In a further aspect, the invention provides an AAV vector comprising a nucleic acid sequence comprising a 5' end portion of an ABCA4 CDS, wherein the 5' end portion of an ABCA4 CDS consists of a sequence of contiguous nucleotides corresponding to nucleotides 105 to 3805 of SEQ ID NO: 1. In one embodiment, this AAV vector comprises the nucleic acid sequence of SEQ ID NO: 9. In one embodiment, the 5' end portion of an ABCA4 CDS consists of nucleotides 105 to 3805 of SEQ ID NO: 1. In one embodiment, the 5' end portion of an ABCA4 CDS consists of nucleotides 105 to 3805 of SEQ ID NO: 2.

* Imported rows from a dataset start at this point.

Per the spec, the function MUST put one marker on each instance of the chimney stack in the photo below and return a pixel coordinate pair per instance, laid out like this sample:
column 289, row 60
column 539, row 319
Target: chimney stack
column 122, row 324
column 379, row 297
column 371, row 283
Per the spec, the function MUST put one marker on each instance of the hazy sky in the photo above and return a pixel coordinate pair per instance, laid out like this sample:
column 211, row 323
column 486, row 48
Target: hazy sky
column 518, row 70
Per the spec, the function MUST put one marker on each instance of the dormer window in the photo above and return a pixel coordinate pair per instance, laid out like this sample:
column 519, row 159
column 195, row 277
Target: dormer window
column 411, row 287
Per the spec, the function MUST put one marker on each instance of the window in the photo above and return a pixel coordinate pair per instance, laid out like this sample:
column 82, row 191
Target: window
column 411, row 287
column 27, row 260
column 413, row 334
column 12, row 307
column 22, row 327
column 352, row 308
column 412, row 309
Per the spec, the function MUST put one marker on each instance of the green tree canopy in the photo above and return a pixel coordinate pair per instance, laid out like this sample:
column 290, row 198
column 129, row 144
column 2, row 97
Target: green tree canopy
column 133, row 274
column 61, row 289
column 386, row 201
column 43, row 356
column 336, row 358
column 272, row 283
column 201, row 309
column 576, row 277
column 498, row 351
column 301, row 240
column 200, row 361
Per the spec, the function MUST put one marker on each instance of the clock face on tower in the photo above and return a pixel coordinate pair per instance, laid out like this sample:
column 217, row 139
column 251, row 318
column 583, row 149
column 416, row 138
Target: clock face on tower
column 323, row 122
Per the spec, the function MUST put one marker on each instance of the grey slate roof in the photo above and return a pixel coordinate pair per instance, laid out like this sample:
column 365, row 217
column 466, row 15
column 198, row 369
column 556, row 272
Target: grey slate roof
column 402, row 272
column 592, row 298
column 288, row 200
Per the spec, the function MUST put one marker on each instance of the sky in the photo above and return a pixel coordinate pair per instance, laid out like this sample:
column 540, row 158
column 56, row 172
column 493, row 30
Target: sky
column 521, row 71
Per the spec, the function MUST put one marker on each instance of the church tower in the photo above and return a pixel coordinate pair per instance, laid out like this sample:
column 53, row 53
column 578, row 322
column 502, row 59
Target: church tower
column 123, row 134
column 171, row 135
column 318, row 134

In a further aspect, the invention provides an AAV vector comprising a nucleic acid sequence comprising a 3' end portion of an ABCA4 CDS, wherein the 3 ' end portion of an ABCA4 CDS consists of a sequence of contiguous nucleotides corresponding to nucleotides 3598 to 6926 of SEQ ID NO: 1. In one embodiment, this AAV vector comprises the nucleic acid sequence of SEQ ID NO: 10. In one embodiment, the 3' end portion of an ABCA4 CDS consists of nucleotides 3598 to 6926 of SEQ ID NO: 1. In one embodiment, the 3' end portion of an ABCA4 CDS consists of nucleotides 3598 to 6926 of SEQ ID NO: 2.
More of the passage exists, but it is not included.